Il film segue le vicende di Edu Serra, giovane talento spagnolo interpretato da Óscar Casas, che dopo una gara compromessa sul finale perde il posto nella sua squadra. La sua occasione arriva grazie a Eli (Enrique Arce), manager della Aspar Team, che gli propone di gareggiare come gregario per cinque gare e dimostrare il proprio valore. A guidarlo ci sarà Antonio Balerdi (Claudio Santamaria), ex campione e… suo padre. Tra i due il rapporto è teso da anni di incomprensioni, creando un intreccio che mescola sport, tensioni familiari e drammi personali.
Dal punto di vista tecnico, il film mostra i muscoli. Le sequenze in pista sono girate con attenzione quasi documentaristica: curve affrontate a tutta velocità, sorpassi al limite e l’adrenalina palpabile di ogni gara restituiscono efficacemente la tensione del motociclismo professionistico. La collaborazione con circuiti reali come Misano, Jerez e l’Aspar Circuit, unita al supporto della Dorna, conferisce un realismo che poche produzioni europee possono vantare.
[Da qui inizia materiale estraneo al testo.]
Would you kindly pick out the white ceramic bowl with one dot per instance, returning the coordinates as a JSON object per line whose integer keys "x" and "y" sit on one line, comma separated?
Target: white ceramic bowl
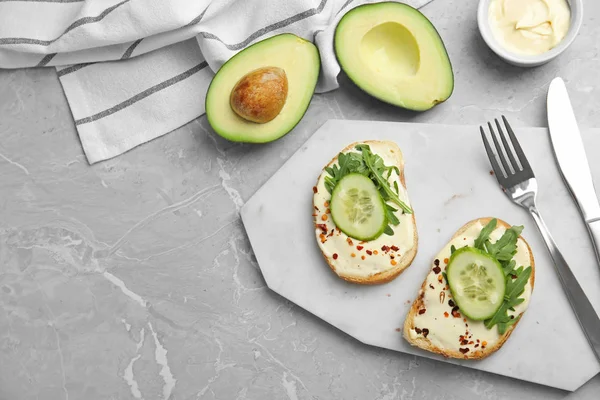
{"x": 527, "y": 60}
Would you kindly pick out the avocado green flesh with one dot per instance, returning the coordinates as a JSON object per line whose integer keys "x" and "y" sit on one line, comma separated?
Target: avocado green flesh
{"x": 394, "y": 53}
{"x": 300, "y": 61}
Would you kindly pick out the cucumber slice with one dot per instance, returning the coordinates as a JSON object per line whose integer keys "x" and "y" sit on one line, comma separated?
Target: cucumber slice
{"x": 476, "y": 282}
{"x": 357, "y": 208}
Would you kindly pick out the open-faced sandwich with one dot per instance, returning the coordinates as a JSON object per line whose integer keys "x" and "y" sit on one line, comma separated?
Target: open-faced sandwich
{"x": 476, "y": 292}
{"x": 364, "y": 224}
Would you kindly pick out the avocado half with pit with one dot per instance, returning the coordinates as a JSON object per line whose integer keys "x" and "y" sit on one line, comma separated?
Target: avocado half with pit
{"x": 393, "y": 52}
{"x": 262, "y": 92}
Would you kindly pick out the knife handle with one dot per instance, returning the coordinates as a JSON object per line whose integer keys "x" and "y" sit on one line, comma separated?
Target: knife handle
{"x": 581, "y": 305}
{"x": 594, "y": 230}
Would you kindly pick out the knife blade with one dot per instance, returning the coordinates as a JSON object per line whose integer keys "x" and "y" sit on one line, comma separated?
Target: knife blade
{"x": 571, "y": 158}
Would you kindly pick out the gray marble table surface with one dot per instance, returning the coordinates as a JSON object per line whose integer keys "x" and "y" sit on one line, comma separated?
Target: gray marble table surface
{"x": 133, "y": 278}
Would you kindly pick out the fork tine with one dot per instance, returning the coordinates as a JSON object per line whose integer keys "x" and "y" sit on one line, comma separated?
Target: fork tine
{"x": 507, "y": 148}
{"x": 491, "y": 155}
{"x": 499, "y": 151}
{"x": 516, "y": 146}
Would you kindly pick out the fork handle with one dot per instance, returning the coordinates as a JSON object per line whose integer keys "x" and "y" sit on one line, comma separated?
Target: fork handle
{"x": 584, "y": 311}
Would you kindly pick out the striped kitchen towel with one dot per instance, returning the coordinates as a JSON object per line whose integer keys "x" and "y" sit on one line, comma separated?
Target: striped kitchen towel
{"x": 133, "y": 70}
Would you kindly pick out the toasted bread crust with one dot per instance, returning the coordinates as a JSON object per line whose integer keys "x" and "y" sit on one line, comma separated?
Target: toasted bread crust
{"x": 406, "y": 259}
{"x": 425, "y": 344}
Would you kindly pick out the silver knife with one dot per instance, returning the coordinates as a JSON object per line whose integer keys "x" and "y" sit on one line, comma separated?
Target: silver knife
{"x": 572, "y": 161}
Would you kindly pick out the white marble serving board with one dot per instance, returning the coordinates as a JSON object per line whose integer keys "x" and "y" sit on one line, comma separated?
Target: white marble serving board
{"x": 449, "y": 183}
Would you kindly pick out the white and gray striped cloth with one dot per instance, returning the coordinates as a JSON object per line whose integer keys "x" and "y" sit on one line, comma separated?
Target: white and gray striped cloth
{"x": 133, "y": 70}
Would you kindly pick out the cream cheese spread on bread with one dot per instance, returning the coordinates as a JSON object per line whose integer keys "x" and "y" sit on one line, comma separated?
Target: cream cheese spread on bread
{"x": 353, "y": 258}
{"x": 439, "y": 319}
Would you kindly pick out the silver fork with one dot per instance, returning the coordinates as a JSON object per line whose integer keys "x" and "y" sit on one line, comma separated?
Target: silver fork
{"x": 519, "y": 184}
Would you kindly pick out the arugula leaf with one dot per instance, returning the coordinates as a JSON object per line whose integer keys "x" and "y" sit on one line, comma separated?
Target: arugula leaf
{"x": 484, "y": 235}
{"x": 371, "y": 165}
{"x": 514, "y": 288}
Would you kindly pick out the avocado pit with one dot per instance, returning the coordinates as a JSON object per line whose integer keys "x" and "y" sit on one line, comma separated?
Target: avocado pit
{"x": 260, "y": 95}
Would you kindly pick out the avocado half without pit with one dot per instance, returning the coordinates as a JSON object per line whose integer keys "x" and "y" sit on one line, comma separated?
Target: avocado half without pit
{"x": 393, "y": 52}
{"x": 263, "y": 91}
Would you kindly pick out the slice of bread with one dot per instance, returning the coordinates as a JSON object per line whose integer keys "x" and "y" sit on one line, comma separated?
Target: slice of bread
{"x": 476, "y": 349}
{"x": 389, "y": 262}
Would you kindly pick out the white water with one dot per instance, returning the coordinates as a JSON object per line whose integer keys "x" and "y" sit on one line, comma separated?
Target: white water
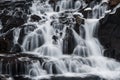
{"x": 87, "y": 56}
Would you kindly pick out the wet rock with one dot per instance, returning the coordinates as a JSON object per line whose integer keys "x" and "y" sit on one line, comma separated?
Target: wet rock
{"x": 87, "y": 13}
{"x": 113, "y": 3}
{"x": 17, "y": 64}
{"x": 68, "y": 42}
{"x": 14, "y": 14}
{"x": 78, "y": 21}
{"x": 21, "y": 78}
{"x": 91, "y": 77}
{"x": 6, "y": 41}
{"x": 17, "y": 48}
{"x": 112, "y": 53}
{"x": 110, "y": 39}
{"x": 26, "y": 29}
{"x": 35, "y": 18}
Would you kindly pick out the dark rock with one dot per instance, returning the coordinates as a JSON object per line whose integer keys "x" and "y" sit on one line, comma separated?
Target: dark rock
{"x": 78, "y": 21}
{"x": 17, "y": 48}
{"x": 35, "y": 18}
{"x": 109, "y": 34}
{"x": 113, "y": 3}
{"x": 68, "y": 42}
{"x": 6, "y": 41}
{"x": 91, "y": 77}
{"x": 21, "y": 78}
{"x": 26, "y": 29}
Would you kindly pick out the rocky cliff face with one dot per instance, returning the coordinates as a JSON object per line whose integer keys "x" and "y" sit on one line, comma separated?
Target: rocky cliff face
{"x": 14, "y": 15}
{"x": 109, "y": 31}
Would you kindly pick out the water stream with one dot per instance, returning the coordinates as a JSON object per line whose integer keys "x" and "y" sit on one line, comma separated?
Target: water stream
{"x": 50, "y": 40}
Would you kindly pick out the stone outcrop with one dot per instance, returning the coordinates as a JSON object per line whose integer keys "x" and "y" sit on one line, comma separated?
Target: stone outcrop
{"x": 109, "y": 32}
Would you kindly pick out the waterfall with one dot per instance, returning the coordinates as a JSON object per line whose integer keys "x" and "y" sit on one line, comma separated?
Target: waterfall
{"x": 67, "y": 46}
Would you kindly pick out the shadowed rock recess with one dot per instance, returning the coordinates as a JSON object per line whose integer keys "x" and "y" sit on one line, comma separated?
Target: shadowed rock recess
{"x": 59, "y": 39}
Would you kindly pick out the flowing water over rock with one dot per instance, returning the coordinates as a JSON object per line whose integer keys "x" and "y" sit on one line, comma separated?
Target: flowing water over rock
{"x": 63, "y": 37}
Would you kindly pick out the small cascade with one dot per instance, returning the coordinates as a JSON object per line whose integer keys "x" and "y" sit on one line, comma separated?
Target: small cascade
{"x": 59, "y": 39}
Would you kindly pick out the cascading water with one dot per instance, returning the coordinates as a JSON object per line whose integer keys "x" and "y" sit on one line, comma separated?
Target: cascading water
{"x": 50, "y": 38}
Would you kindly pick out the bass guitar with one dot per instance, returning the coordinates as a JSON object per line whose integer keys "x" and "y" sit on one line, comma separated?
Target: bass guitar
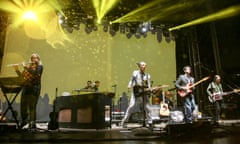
{"x": 142, "y": 90}
{"x": 188, "y": 88}
{"x": 164, "y": 110}
{"x": 218, "y": 96}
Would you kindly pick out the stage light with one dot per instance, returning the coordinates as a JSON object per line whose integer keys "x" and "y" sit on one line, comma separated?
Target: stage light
{"x": 159, "y": 34}
{"x": 144, "y": 27}
{"x": 105, "y": 28}
{"x": 129, "y": 35}
{"x": 29, "y": 15}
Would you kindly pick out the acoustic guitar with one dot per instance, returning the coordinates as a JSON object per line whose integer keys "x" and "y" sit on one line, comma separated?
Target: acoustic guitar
{"x": 188, "y": 88}
{"x": 142, "y": 90}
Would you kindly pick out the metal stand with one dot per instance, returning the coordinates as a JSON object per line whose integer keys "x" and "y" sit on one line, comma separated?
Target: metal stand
{"x": 11, "y": 90}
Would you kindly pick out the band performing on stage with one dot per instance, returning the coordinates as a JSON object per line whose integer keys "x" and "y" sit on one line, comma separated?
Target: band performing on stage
{"x": 155, "y": 103}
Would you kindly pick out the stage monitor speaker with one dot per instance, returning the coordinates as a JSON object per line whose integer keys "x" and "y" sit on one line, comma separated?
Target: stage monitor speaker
{"x": 90, "y": 111}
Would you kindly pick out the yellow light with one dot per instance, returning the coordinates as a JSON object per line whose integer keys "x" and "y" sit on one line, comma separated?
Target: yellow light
{"x": 103, "y": 7}
{"x": 226, "y": 13}
{"x": 29, "y": 15}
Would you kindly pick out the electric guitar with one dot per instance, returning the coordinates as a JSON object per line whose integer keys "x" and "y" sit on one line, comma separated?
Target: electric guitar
{"x": 188, "y": 88}
{"x": 141, "y": 90}
{"x": 218, "y": 96}
{"x": 164, "y": 110}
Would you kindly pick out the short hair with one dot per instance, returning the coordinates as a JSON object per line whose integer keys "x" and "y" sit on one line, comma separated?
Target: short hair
{"x": 186, "y": 67}
{"x": 216, "y": 77}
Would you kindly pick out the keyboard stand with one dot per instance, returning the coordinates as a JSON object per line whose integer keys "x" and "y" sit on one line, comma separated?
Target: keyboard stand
{"x": 15, "y": 90}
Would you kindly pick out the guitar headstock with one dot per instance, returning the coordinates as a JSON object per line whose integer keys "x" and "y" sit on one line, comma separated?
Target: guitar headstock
{"x": 236, "y": 90}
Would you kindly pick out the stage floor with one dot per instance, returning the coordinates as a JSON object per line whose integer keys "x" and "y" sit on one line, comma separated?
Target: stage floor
{"x": 200, "y": 132}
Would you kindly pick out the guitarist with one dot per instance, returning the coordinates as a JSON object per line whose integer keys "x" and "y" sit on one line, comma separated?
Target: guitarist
{"x": 140, "y": 79}
{"x": 183, "y": 82}
{"x": 215, "y": 87}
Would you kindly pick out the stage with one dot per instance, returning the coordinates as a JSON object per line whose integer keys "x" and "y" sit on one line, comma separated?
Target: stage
{"x": 199, "y": 132}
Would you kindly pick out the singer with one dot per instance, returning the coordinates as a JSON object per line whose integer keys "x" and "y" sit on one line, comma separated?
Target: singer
{"x": 31, "y": 90}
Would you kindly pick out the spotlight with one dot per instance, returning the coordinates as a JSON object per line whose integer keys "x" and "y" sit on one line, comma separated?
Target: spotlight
{"x": 129, "y": 35}
{"x": 105, "y": 28}
{"x": 159, "y": 34}
{"x": 144, "y": 27}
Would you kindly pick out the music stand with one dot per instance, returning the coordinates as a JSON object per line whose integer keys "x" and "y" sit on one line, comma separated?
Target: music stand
{"x": 142, "y": 93}
{"x": 10, "y": 88}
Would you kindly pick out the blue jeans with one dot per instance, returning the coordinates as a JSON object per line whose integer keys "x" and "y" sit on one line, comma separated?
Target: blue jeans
{"x": 189, "y": 106}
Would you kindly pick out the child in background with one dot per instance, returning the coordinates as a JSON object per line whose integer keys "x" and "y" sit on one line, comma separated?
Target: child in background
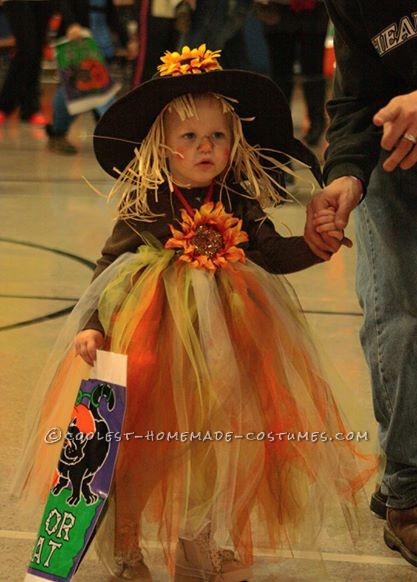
{"x": 186, "y": 286}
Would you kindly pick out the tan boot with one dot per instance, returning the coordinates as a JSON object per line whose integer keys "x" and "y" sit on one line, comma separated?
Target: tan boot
{"x": 200, "y": 560}
{"x": 131, "y": 566}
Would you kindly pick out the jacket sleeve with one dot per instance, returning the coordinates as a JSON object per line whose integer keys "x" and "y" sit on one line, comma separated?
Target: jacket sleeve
{"x": 360, "y": 89}
{"x": 268, "y": 249}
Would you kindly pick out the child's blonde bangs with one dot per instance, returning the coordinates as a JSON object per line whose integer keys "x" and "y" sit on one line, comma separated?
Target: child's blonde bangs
{"x": 250, "y": 166}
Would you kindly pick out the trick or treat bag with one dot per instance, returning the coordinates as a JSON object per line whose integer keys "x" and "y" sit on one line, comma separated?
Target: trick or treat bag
{"x": 84, "y": 75}
{"x": 83, "y": 477}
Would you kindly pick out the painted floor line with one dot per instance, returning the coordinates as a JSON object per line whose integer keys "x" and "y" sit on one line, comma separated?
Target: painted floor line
{"x": 325, "y": 556}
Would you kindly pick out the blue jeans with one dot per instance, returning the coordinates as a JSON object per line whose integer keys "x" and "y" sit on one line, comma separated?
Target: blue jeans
{"x": 387, "y": 289}
{"x": 63, "y": 118}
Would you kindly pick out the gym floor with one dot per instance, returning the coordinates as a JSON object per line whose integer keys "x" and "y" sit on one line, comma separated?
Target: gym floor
{"x": 52, "y": 229}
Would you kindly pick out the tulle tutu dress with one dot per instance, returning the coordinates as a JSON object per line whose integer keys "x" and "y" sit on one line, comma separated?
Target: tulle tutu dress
{"x": 222, "y": 371}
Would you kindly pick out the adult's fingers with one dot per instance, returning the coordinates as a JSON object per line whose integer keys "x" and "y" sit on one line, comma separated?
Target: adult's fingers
{"x": 409, "y": 160}
{"x": 346, "y": 205}
{"x": 319, "y": 245}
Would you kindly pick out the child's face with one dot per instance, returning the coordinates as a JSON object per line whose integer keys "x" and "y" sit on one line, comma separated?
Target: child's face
{"x": 201, "y": 145}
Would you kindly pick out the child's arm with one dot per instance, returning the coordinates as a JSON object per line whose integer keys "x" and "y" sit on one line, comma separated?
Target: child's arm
{"x": 86, "y": 344}
{"x": 124, "y": 238}
{"x": 275, "y": 253}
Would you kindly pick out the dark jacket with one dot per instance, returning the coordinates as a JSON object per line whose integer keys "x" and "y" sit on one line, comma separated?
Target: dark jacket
{"x": 376, "y": 52}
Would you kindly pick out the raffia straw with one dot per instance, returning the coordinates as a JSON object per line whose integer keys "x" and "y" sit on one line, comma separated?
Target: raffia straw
{"x": 252, "y": 167}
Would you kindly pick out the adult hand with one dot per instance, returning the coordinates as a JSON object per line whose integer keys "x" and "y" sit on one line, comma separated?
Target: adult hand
{"x": 87, "y": 343}
{"x": 399, "y": 122}
{"x": 342, "y": 195}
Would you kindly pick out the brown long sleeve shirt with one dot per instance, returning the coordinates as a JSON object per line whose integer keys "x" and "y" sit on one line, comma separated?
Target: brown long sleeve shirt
{"x": 268, "y": 249}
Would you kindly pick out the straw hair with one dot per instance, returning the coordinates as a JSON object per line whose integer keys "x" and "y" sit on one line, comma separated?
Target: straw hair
{"x": 250, "y": 166}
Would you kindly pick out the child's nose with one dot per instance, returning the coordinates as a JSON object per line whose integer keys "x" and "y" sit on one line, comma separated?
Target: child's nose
{"x": 205, "y": 143}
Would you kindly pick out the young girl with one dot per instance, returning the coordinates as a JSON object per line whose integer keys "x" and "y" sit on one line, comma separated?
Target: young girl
{"x": 219, "y": 353}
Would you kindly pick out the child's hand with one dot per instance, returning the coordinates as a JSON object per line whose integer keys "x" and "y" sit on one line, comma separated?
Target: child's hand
{"x": 324, "y": 222}
{"x": 87, "y": 343}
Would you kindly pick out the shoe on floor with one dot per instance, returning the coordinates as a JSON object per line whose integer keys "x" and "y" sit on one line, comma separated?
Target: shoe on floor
{"x": 199, "y": 559}
{"x": 59, "y": 144}
{"x": 378, "y": 504}
{"x": 400, "y": 533}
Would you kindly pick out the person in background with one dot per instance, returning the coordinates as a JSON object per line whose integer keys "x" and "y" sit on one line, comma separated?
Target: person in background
{"x": 295, "y": 30}
{"x": 372, "y": 155}
{"x": 220, "y": 24}
{"x": 158, "y": 32}
{"x": 101, "y": 17}
{"x": 28, "y": 20}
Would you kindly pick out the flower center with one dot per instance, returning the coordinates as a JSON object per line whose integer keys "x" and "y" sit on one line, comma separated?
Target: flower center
{"x": 207, "y": 241}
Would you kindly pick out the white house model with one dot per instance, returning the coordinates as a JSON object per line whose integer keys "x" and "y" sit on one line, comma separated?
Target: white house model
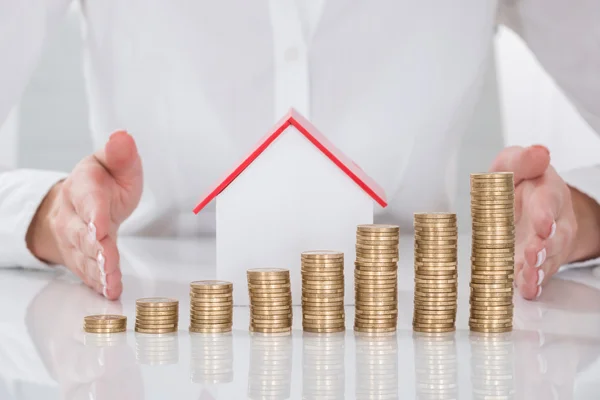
{"x": 294, "y": 192}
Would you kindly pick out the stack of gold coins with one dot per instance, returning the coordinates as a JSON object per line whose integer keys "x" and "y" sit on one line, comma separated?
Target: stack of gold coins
{"x": 323, "y": 291}
{"x": 493, "y": 252}
{"x": 270, "y": 300}
{"x": 211, "y": 306}
{"x": 156, "y": 315}
{"x": 376, "y": 278}
{"x": 105, "y": 324}
{"x": 435, "y": 272}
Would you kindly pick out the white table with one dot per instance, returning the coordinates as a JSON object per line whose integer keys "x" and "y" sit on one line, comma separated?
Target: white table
{"x": 552, "y": 354}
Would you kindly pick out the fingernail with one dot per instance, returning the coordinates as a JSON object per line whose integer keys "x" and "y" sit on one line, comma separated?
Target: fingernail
{"x": 541, "y": 275}
{"x": 552, "y": 230}
{"x": 541, "y": 258}
{"x": 91, "y": 232}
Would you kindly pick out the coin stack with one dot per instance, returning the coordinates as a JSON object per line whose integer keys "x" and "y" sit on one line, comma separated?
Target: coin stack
{"x": 436, "y": 366}
{"x": 377, "y": 367}
{"x": 323, "y": 291}
{"x": 211, "y": 306}
{"x": 493, "y": 251}
{"x": 376, "y": 278}
{"x": 105, "y": 324}
{"x": 270, "y": 300}
{"x": 435, "y": 272}
{"x": 156, "y": 315}
{"x": 270, "y": 370}
{"x": 323, "y": 366}
{"x": 211, "y": 359}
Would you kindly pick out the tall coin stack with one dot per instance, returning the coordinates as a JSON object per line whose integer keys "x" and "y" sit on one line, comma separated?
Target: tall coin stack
{"x": 323, "y": 291}
{"x": 493, "y": 252}
{"x": 211, "y": 306}
{"x": 376, "y": 278}
{"x": 105, "y": 324}
{"x": 156, "y": 315}
{"x": 436, "y": 239}
{"x": 270, "y": 300}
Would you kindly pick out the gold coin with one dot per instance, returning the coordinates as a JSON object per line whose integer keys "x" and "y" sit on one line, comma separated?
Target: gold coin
{"x": 378, "y": 228}
{"x": 270, "y": 330}
{"x": 157, "y": 302}
{"x": 324, "y": 330}
{"x": 195, "y": 329}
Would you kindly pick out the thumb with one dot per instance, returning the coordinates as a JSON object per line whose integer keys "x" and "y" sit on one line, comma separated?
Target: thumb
{"x": 121, "y": 159}
{"x": 525, "y": 162}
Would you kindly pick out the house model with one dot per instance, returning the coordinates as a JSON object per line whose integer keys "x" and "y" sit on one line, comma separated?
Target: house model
{"x": 294, "y": 192}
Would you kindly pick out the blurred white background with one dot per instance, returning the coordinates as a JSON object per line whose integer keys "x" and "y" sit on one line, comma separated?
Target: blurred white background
{"x": 52, "y": 115}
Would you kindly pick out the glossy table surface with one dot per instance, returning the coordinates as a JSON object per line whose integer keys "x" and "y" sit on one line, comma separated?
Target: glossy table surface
{"x": 553, "y": 352}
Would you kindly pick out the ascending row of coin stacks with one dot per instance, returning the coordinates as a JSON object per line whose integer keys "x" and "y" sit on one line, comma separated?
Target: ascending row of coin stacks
{"x": 436, "y": 238}
{"x": 493, "y": 251}
{"x": 376, "y": 278}
{"x": 156, "y": 315}
{"x": 211, "y": 306}
{"x": 323, "y": 291}
{"x": 104, "y": 324}
{"x": 270, "y": 300}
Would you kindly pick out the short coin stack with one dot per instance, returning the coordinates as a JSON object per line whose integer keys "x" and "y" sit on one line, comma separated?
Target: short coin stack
{"x": 157, "y": 315}
{"x": 435, "y": 272}
{"x": 323, "y": 291}
{"x": 211, "y": 306}
{"x": 376, "y": 278}
{"x": 270, "y": 300}
{"x": 105, "y": 323}
{"x": 493, "y": 252}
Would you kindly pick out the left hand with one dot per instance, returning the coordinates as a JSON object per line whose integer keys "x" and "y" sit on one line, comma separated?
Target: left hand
{"x": 545, "y": 221}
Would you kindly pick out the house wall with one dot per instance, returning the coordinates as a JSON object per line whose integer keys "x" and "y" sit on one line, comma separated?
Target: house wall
{"x": 291, "y": 199}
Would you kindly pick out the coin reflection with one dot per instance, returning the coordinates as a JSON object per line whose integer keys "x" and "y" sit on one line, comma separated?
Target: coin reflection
{"x": 323, "y": 374}
{"x": 160, "y": 349}
{"x": 211, "y": 358}
{"x": 436, "y": 366}
{"x": 492, "y": 366}
{"x": 270, "y": 371}
{"x": 376, "y": 366}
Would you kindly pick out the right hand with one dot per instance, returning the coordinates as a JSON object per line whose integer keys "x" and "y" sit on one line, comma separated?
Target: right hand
{"x": 77, "y": 223}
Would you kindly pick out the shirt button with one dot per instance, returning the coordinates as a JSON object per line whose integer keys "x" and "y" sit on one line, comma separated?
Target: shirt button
{"x": 291, "y": 54}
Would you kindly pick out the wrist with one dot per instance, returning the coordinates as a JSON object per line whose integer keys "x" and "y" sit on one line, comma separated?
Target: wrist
{"x": 586, "y": 244}
{"x": 40, "y": 237}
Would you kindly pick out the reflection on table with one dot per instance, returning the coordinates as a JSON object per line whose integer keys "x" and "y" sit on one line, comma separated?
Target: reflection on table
{"x": 323, "y": 370}
{"x": 436, "y": 366}
{"x": 270, "y": 369}
{"x": 376, "y": 366}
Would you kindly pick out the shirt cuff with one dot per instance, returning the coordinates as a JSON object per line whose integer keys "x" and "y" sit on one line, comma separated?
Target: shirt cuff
{"x": 21, "y": 193}
{"x": 586, "y": 180}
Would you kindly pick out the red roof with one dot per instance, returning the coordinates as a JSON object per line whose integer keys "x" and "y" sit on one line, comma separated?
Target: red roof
{"x": 304, "y": 126}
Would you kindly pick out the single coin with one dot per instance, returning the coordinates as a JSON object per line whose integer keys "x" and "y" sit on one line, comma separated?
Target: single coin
{"x": 195, "y": 329}
{"x": 153, "y": 302}
{"x": 155, "y": 331}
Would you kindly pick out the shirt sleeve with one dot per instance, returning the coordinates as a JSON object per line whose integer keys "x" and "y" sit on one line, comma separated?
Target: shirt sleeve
{"x": 24, "y": 25}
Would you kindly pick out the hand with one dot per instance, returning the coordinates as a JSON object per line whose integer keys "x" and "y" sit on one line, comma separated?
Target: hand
{"x": 76, "y": 224}
{"x": 545, "y": 220}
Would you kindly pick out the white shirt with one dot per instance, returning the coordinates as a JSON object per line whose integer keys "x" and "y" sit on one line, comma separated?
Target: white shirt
{"x": 391, "y": 83}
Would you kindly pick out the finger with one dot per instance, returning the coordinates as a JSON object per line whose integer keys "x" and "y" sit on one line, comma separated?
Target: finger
{"x": 121, "y": 159}
{"x": 525, "y": 162}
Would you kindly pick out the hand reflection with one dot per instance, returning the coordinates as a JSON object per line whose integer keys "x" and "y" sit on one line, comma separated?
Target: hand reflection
{"x": 270, "y": 370}
{"x": 323, "y": 374}
{"x": 376, "y": 366}
{"x": 85, "y": 367}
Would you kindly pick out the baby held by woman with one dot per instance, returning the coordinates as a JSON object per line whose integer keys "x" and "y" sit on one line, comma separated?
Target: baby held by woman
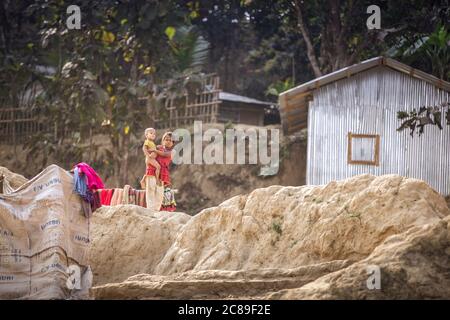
{"x": 156, "y": 180}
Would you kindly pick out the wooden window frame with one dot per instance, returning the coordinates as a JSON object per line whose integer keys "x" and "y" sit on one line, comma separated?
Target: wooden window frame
{"x": 376, "y": 161}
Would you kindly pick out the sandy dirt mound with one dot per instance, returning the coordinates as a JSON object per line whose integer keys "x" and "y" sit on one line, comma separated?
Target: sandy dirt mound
{"x": 215, "y": 284}
{"x": 274, "y": 242}
{"x": 413, "y": 265}
{"x": 15, "y": 180}
{"x": 129, "y": 240}
{"x": 287, "y": 227}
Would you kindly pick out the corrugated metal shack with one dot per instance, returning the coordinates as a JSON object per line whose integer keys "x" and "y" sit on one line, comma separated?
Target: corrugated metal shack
{"x": 351, "y": 116}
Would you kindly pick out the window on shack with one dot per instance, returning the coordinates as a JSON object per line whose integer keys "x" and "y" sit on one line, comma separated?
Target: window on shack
{"x": 363, "y": 149}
Il problema nasce quando il film scende dalla moto. La sceneggiatura fatica a dare spessore ai personaggi al di fuori delle corse. Il rapporto padre-figlio, cuore emotivo della storia, risulta spesso prevedibile e incastonato in dialoghi convenzionali, tra frasi motivazionali e cliché sportivi già visti. La love story tra Edu e la tatuatrice Luna (Ana Mena) segue la stessa sorte: mai completamente convincente, ma comunque supportata dalla naturalezza dell’attrice, particolarmente popolare in Italia per il suo legame con la musica pop.
Sul fronte attoriale spicca Claudio Santamaria, che riesce a dare credibilità e carisma a Balerdi, rendendo sopportabili le debolezze della scrittura. Casas regge bene la parte del protagonista, mentre il resto del cast, compreso Saul Nanni, appare sacrificato, con un doppiaggio italiano che in alcuni casi accentua la distanza emotiva tra interpreti e personaggi.
In definitiva, Idoli – Fino all’ultima corsa è un film diviso tra due anime: da una parte l’adrenalina pura delle corse, resa con grande efficacia visiva; dall’altra un melodramma familiare e romantico che non riesce mai a decollare. Non un capolavoro, ma un prodotto onesto e godibile, destinato soprattutto agli appassionati di motori. Le emozioni più forti restano legate alla velocità delle piste: quando la storia frena, lo spettatore percepisce tutta la mancanza di scrittura incisiva.
Se cercate un film che faccia sentire la vibrazione di un motore e il brivido di un sorpasso all’ultimo secondo, Idoli offre questo senza risparmiarsi. Se invece sperate in un dramma familiare profondo o in dialoghi memorabili, forse il traguardo sarà leggermente fuori portata.